GHG Protocol proposes landmark shift to multi-statement climate reporting

The Greenhouse Gas Protocol has taken a decisive step towards modernising carbon accounting with the release of its Actions and Market Instruments (AMI) Phase 1 White Paper.

This marks the beginning of a 60-day Request for Information (RFI), inviting global stakeholders to weigh in on what is widely considered one of the most complex frontiers in climate disclosure. The initiative seeks to bridge the gap between a company’s physical emissions footprint and the real-world impact of its broader decarbonisation investments.

Historically, corporate reporting has centred on the “physical reality” of emissions via Scope 1, 2, and 3 inventories. However, as businesses increasingly invest in mitigation efforts that exist outside these direct silos—such as purchasing sustainable aviation fuel certificates or funding value-chain emission reductions—existing frameworks have struggled to capture these actions consistently.

The AMI White Paper addresses this by proposing a fundamental transition: moving from a single inventory to a more comprehensive multi-statement reporting structure.

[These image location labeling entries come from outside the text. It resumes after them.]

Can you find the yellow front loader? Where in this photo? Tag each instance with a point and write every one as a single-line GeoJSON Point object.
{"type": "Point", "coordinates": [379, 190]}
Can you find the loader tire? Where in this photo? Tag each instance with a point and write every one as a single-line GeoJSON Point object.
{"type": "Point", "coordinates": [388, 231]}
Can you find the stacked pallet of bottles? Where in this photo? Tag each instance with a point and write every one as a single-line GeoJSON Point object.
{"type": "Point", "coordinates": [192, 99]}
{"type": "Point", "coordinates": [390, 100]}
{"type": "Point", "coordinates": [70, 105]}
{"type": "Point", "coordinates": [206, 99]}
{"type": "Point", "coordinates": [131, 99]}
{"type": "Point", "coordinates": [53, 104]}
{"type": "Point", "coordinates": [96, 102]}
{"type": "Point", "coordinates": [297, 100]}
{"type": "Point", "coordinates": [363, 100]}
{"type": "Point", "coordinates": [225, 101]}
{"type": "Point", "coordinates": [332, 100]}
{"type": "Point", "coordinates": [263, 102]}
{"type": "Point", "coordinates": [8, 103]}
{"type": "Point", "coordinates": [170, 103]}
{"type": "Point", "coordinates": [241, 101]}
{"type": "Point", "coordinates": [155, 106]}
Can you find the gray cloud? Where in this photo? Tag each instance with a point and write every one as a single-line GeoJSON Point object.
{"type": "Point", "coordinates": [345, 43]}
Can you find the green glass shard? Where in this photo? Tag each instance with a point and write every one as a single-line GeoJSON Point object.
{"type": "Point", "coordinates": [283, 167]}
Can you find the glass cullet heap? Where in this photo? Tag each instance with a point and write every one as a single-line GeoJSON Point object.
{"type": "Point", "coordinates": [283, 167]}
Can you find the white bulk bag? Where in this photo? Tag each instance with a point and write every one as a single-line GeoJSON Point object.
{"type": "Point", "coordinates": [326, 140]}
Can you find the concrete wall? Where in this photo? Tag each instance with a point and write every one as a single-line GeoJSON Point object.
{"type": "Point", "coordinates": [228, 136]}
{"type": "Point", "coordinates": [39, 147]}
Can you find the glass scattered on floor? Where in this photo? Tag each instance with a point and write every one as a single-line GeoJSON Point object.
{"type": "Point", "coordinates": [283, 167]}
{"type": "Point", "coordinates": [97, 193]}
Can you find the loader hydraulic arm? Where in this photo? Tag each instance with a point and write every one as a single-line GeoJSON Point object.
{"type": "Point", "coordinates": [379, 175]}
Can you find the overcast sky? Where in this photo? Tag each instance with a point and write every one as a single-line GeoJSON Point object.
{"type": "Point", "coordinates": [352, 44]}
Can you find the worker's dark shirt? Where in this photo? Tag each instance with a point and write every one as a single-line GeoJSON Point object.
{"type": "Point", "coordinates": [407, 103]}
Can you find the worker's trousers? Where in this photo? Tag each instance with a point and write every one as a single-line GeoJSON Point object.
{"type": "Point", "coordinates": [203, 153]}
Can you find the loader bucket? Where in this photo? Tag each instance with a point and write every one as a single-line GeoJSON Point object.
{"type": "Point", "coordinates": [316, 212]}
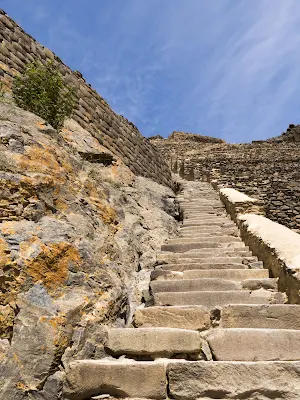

Under this proposed framework, the traditional physical GHG inventory would remain the foundation, but it would be supplemented by three new pillars. First, a market-based inventory would track emissions linked to contractual choices, such as low-carbon cement or green steel certificates. Second, a GHG impact statement would use “consequential accounting” to quantify how specific company actions, such as projects to avoid emissions, change the global atmosphere relative to a baseline. Finally, the proposal introduces non-GHG indicators to track vital metrics that are not measured in tonnes of carbon, including the percentage of electric vehicles in a fleet or total financial investment in renewable energy.

This shift is designed to eliminate the “invisibility” of high-impact climate strategies. Currently, investors often lack the granular data needed to differentiate between superficial claims and credible interventions. By establishing rigorous quality criteria and safeguards, the GHG Protocol aims to provide a standardised language for climate action, effectively reducing the risk of greenwashing while allowing companies to tell a more complete story of their environmental contributions.

The RFI period is now open and will run until 31 May 2026. This feedback phase is critical for refining the principles laid out in the White Paper before a full draft standard is released for public consultation in 2027.